If the United Auto Workers (UAW) union were to engage in an extended strike against the major automakers, including Ford, General Motors, and Stellantis, it could have a substantial economic impact, primarily affecting ten states.

A recent report from economists at the University of Michigan has highlighted the potential for severe job losses in Michigan, with over 300,000 people at risk of losing their source of income. The repercussions of such a strike could extend as far as Texas and New York.

The economic risks associated with these contract negotiations are significant and complicated. Key issues include the UAW’s push for job security as automakers transition to producing more technologically advanced, but less labor-intensive, electric vehicles. Other concerns involve demands for higher wages to combat rising inflation, the elimination of wage systems resulting in substantial pay disparities among workers, and improved retirement benefits for UAW members without pension coverage.

The potential job losses in Michigan, in the event of a prolonged strike, would not be as severe as those experienced at the outset of the COVID-19 pandemic in early 2020. However, they would still be substantial, accounting for nearly one-third of the jobs lost in the state during the pandemic-related economic shutdowns.

During a strike, lost wages not only affect individual families but also lead to reduced tax revenue.

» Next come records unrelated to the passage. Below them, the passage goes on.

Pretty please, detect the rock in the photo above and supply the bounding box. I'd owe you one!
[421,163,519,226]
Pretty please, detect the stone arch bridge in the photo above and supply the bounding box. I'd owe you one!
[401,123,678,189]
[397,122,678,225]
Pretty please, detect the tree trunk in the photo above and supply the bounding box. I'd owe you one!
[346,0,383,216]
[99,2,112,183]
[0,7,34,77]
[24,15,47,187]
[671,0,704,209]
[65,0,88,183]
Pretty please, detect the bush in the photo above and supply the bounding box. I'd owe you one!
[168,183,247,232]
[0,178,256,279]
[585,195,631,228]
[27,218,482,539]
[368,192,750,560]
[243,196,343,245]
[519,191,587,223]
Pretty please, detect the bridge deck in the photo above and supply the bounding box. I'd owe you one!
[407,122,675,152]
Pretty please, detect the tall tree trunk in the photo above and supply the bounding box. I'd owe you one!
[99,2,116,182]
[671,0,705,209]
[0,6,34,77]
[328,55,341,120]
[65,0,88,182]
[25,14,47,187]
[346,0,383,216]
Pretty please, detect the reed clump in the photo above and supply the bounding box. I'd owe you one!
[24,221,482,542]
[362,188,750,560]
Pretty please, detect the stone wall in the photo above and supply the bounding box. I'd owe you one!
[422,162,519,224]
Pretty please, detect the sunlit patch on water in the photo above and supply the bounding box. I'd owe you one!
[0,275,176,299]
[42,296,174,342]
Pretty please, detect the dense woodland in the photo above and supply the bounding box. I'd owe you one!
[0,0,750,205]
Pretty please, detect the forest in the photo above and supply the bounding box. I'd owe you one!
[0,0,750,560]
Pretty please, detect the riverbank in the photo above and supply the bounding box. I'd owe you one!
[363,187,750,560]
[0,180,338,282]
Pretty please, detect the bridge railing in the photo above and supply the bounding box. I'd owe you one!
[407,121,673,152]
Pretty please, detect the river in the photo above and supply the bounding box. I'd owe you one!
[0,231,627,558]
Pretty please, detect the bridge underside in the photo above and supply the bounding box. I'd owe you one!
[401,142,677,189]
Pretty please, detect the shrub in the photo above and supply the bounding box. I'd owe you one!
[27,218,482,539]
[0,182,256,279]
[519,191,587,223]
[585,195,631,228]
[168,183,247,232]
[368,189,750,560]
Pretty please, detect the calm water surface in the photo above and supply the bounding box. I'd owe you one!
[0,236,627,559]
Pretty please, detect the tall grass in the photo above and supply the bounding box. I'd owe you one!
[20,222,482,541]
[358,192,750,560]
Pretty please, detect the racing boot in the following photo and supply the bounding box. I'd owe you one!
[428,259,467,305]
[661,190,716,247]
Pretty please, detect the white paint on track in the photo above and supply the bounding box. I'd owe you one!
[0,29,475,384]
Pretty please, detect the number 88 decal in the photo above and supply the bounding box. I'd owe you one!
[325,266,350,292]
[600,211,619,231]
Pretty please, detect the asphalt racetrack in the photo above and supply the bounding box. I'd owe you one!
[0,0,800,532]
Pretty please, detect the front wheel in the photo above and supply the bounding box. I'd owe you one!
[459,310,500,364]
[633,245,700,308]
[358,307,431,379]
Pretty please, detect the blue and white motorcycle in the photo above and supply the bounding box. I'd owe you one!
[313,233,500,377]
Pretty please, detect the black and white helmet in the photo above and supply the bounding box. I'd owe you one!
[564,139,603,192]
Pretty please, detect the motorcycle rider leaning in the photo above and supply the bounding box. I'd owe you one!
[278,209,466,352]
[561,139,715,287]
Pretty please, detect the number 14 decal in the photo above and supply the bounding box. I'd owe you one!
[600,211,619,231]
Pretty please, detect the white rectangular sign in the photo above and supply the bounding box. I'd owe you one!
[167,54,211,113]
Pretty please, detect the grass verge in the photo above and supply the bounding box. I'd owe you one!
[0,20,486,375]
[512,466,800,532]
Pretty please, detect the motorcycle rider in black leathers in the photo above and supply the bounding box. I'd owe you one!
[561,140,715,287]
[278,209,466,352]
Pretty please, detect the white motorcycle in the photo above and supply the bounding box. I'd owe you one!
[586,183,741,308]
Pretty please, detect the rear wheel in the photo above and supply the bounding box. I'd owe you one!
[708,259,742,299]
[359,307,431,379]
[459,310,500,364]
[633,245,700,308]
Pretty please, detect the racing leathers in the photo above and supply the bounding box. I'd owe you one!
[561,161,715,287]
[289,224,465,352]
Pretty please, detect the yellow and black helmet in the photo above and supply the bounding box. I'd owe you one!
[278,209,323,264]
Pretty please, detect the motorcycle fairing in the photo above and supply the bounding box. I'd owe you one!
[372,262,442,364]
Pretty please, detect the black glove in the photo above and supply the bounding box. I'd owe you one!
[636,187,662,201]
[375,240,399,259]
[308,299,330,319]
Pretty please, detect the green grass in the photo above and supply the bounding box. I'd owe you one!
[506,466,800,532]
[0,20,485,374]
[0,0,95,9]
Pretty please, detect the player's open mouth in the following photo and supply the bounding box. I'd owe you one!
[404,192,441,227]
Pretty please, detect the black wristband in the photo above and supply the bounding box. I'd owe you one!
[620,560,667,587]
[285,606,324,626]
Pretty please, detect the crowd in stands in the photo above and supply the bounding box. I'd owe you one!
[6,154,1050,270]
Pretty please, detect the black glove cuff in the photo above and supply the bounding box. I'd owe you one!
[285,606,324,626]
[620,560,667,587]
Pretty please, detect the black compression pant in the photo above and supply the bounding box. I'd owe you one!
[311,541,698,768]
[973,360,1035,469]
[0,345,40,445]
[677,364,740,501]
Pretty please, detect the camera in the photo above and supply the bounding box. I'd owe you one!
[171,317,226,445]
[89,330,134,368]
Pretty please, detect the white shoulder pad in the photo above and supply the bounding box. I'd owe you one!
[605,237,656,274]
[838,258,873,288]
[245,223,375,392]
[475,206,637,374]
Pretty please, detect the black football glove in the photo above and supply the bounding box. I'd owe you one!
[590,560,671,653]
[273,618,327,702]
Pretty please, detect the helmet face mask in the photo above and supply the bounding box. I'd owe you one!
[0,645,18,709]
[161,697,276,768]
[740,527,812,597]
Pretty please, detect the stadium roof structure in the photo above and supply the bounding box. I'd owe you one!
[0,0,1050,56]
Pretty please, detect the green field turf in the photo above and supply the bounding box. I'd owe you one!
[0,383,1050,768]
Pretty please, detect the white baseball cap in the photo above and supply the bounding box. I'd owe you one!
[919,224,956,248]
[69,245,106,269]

Some of these financial losses may be recovered once the strike concludes, as workers benefit from wage increases and potential lump-sum payments. However, the duration of the strike, the specific automakers affected, and the terms of any agreements reached will play a crucial role in determining the extent of the recovery.

While strikes in the auto industry have become less common in recent years, a potential UAW strike in 2023 could be unlike any other in history. UAW leadership has hinted at the possibility of unconventional rolling strikes, targeting specific operations at all automakers intermittently. The duration and impact of these labor disruptions remain uncertain.

The U-M report underscores the unprecedented nature of this potential strike, as the UAW has never led a strike at multiple companies during a contract year. The report also presents hypothetical strike scenarios, highlighting the sobering reality that the repercussions would extend beyond those directly employed by automakers or their suppliers.

In these challenging times, the automotive supply chain would also feel the pinch, especially if a strike persisted. According to Gabriel M. Ehrlich, director of the U-M Research Seminar in Quantitative Economics, suppliers and other affected businesses might attempt to delay layoffs for as long as possible due to a tight labor market. There could even be instances where the target company continues to pay suppliers to maintain production during the strike, facilitating a quicker recovery once the strike concludes.